I just cannot believe that the Gurgaon police could be so brutal towards the workers of Honda Motors. The images on TV of the violence were shocking. The way the protesters were beaten up even after they had fallen down reminds one of the days of the British Raj when freedom fighters were mercilessly assaulted.

Is this the type of training imparted to our police for dealing with tense situations? These are dangerous signs.

R. Madhavan,
Salem, T.N.

The sustained lathi-charge on the protesting workers is condemnable.
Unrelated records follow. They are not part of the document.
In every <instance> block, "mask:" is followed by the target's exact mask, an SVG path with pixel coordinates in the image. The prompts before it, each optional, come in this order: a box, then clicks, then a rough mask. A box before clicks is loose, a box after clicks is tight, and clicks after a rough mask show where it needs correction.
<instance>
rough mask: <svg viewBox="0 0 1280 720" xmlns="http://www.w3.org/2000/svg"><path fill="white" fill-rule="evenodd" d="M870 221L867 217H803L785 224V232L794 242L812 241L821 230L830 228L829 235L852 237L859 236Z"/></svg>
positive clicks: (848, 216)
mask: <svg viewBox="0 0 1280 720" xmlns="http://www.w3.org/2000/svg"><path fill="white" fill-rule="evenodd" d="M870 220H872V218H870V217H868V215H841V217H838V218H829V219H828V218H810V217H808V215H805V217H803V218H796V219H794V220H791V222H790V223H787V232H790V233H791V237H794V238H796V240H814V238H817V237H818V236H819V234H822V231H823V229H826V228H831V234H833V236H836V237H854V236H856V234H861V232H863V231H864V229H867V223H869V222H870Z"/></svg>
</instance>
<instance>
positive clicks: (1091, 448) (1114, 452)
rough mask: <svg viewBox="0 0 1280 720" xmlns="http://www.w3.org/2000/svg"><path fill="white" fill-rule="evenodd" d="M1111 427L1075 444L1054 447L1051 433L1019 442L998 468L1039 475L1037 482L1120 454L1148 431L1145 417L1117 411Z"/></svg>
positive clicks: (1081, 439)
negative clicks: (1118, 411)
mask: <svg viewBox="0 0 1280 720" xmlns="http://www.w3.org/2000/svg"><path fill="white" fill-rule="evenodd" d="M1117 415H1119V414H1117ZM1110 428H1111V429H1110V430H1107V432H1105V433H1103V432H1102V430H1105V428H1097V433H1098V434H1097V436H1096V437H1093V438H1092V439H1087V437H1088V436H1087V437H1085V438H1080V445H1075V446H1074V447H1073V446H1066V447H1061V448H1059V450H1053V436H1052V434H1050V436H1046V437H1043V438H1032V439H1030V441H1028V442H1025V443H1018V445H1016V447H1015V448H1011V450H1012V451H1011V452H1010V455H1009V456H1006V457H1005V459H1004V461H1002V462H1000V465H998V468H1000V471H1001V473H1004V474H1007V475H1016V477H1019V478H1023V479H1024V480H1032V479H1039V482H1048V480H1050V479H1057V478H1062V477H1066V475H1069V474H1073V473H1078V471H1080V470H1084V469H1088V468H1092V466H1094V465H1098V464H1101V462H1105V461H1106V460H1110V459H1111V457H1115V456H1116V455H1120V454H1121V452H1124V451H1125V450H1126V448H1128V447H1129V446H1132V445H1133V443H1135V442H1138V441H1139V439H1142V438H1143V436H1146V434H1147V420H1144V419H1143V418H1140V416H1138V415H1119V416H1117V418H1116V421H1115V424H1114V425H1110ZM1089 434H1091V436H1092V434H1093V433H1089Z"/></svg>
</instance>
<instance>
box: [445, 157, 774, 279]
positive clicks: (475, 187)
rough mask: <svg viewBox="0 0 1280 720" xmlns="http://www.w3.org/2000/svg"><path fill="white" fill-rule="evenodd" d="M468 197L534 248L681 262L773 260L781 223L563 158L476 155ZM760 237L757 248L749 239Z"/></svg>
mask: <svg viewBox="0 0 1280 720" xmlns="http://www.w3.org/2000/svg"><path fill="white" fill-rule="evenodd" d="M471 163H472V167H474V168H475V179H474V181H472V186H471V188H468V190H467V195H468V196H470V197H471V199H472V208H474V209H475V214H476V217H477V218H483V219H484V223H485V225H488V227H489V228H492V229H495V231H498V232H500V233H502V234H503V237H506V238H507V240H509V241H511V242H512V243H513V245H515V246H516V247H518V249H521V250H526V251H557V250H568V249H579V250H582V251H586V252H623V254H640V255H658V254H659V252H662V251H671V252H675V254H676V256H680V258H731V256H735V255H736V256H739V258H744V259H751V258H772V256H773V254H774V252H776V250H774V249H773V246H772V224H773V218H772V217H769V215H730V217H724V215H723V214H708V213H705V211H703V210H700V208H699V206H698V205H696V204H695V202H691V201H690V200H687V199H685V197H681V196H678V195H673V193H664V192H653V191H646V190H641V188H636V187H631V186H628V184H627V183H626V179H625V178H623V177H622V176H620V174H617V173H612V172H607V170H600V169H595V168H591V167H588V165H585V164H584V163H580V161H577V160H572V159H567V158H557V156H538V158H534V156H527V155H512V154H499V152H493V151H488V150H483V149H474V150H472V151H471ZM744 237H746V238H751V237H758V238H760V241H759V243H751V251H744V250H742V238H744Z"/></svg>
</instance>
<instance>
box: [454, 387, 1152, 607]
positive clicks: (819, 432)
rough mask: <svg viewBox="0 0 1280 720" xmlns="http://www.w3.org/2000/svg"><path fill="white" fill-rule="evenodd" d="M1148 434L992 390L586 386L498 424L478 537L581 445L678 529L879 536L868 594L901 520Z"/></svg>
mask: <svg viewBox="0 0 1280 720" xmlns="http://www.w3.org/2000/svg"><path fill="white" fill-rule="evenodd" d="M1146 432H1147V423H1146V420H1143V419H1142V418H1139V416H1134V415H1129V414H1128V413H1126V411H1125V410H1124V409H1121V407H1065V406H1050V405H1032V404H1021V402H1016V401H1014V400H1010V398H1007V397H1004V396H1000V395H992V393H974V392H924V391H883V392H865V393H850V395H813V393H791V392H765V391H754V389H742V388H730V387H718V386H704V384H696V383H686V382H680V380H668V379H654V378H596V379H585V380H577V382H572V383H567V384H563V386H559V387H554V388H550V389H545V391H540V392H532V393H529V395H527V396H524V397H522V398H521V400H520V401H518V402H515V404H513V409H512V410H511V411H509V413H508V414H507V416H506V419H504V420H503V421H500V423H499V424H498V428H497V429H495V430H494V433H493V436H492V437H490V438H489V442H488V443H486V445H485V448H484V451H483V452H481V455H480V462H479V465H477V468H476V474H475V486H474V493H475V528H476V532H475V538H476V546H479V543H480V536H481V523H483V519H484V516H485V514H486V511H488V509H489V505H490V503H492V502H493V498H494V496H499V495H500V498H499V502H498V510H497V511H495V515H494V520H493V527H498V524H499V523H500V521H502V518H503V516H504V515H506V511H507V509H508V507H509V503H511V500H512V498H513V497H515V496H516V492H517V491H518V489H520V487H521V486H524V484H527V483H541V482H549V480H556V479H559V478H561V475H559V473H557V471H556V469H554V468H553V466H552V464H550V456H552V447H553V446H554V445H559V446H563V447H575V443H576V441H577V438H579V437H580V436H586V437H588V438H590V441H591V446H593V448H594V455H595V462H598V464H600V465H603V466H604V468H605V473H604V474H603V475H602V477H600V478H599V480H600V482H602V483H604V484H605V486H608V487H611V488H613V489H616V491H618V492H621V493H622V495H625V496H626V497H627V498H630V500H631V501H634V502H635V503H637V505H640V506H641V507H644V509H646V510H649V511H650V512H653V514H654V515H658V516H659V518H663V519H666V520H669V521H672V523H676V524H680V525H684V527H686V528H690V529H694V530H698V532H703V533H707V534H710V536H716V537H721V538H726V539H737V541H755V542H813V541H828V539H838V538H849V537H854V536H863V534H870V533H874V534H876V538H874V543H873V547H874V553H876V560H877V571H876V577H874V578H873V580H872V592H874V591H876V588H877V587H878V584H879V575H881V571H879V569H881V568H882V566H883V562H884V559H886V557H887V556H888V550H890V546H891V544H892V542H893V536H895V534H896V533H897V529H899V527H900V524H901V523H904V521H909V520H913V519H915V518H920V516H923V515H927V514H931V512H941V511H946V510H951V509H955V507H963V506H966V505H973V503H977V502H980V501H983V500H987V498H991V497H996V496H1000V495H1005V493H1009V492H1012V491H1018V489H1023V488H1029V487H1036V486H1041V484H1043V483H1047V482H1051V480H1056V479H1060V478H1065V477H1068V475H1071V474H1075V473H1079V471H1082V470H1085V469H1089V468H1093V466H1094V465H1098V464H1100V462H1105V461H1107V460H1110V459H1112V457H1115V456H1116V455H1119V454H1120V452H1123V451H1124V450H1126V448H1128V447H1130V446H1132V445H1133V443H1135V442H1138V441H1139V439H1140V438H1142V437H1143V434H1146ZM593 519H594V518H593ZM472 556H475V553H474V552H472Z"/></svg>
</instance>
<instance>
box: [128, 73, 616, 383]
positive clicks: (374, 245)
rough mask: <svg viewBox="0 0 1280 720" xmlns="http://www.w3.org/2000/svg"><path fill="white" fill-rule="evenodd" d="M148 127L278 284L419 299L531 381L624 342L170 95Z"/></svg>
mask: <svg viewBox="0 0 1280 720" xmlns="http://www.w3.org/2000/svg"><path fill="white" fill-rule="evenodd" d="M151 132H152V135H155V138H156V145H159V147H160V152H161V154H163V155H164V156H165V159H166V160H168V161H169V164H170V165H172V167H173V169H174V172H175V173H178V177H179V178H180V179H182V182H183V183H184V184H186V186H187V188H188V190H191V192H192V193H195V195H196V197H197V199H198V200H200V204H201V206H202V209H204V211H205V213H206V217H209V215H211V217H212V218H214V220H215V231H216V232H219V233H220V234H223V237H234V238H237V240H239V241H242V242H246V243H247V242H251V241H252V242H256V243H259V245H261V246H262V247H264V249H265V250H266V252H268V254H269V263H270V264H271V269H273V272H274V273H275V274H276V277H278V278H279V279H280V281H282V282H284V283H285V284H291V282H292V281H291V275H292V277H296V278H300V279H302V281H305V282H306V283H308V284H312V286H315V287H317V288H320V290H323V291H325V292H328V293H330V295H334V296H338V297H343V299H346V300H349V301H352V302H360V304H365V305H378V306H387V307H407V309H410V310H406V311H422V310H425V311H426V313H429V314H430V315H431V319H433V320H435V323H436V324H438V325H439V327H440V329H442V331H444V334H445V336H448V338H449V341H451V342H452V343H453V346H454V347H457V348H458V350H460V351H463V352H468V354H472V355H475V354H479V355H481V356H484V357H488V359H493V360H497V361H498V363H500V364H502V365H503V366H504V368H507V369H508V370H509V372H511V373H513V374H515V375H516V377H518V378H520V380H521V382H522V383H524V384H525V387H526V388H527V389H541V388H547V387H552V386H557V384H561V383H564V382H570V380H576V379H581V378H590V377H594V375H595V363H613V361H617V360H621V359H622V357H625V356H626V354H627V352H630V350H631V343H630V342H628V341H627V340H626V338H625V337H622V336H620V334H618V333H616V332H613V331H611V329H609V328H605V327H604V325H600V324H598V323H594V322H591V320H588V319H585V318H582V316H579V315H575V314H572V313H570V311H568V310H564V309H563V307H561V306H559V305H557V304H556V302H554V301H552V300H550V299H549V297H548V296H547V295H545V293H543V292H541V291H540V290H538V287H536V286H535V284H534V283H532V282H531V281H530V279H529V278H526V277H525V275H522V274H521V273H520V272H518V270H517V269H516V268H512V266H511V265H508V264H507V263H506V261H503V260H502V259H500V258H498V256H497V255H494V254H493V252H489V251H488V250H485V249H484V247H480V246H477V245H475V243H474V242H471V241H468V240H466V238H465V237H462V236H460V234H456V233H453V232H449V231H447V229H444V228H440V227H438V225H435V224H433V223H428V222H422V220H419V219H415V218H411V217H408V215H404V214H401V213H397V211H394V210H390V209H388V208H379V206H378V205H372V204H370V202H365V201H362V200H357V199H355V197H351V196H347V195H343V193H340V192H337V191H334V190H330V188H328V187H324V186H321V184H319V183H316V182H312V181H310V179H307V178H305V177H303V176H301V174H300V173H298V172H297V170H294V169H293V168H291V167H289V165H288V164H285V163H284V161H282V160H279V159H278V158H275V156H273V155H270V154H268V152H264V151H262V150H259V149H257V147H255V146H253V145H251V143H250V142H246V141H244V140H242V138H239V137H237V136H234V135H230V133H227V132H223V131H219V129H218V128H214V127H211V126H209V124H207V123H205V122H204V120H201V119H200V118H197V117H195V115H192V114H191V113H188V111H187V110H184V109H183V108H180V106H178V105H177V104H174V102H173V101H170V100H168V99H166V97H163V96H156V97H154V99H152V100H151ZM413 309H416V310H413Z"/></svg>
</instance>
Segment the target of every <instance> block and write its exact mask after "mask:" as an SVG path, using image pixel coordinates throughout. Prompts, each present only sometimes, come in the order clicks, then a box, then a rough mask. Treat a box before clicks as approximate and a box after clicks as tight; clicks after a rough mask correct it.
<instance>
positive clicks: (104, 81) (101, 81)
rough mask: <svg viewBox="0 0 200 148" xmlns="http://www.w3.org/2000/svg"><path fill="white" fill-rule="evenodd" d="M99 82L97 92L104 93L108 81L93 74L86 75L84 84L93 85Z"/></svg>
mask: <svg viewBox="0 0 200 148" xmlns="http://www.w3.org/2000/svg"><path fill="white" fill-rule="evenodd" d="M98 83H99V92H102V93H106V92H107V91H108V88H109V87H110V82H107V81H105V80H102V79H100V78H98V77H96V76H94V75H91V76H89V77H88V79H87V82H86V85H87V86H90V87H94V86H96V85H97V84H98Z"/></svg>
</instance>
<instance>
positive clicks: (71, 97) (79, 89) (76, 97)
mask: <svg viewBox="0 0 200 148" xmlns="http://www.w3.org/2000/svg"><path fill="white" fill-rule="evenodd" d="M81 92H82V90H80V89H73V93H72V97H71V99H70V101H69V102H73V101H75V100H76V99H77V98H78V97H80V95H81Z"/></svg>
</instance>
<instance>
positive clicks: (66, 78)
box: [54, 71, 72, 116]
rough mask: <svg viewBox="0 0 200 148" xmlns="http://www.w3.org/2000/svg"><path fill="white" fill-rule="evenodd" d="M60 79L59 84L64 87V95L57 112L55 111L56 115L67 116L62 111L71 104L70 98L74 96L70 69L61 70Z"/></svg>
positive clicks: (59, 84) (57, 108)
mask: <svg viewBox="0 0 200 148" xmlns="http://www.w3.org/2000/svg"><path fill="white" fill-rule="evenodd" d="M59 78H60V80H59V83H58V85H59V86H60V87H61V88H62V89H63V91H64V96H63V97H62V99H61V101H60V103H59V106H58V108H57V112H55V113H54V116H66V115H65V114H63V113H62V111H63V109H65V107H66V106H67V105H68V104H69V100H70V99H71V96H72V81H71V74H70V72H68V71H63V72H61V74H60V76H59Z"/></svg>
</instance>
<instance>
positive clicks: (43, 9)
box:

A blow or two would have sufficed to disperse the crowd.

Jaiwardhan Singh,
Jaipur

The incident is reminiscent of the way in which the East India Company slowly gained control over us by turning the police of the time in its favour. The police personnel responsible should be punished.

N. Jayaraj,
Chennai

The incident brings into focus many crucial questions. Can police in the name of quelling an irate mob attack them causing grievous injuries when methods such as the use of teargas shells and water cannons are available?

B. Ramabhoopathy,
Sriharikota, A.P.

The police could have easily taken the few who attacked them into custody and controlled the situation. Instead they chose to retaliate in a brutal manner. It now appears that what happened in Gurgaon can happen to anybody anywhere.

Jaydip Das,
Hyderabad

The incident has destroyed completely the common man's confidence in the police. It is true that the Honda employees' action was incorrect but where was the need for the police to respond in such savage fashion?

Megha Sahay,
Ranchi

Physical force as the first recourse in enforcing the law is crude. The change in behaviour seen in various fields of present-day society is reflected in the behaviour of the police too. We seem to have moved from curative medicine to preventive medicine and lately to pre-emptive medicine.

M.J. Kuruvilla,
Kochi, Kerala

As the editorial, `Force as the first recourse' (July 27), puts it, it is time the police become "custodians of the law and not outlaws somehow empowered by the law."

A curbing of the culture of violence of the present day has to begin from the enforcers of the law. The picture of a protester hurling a policeman's cap speaks volumes about the feelings of the public towards the police. When will people understand the implications of the primitive norm, "an eye for an eye"?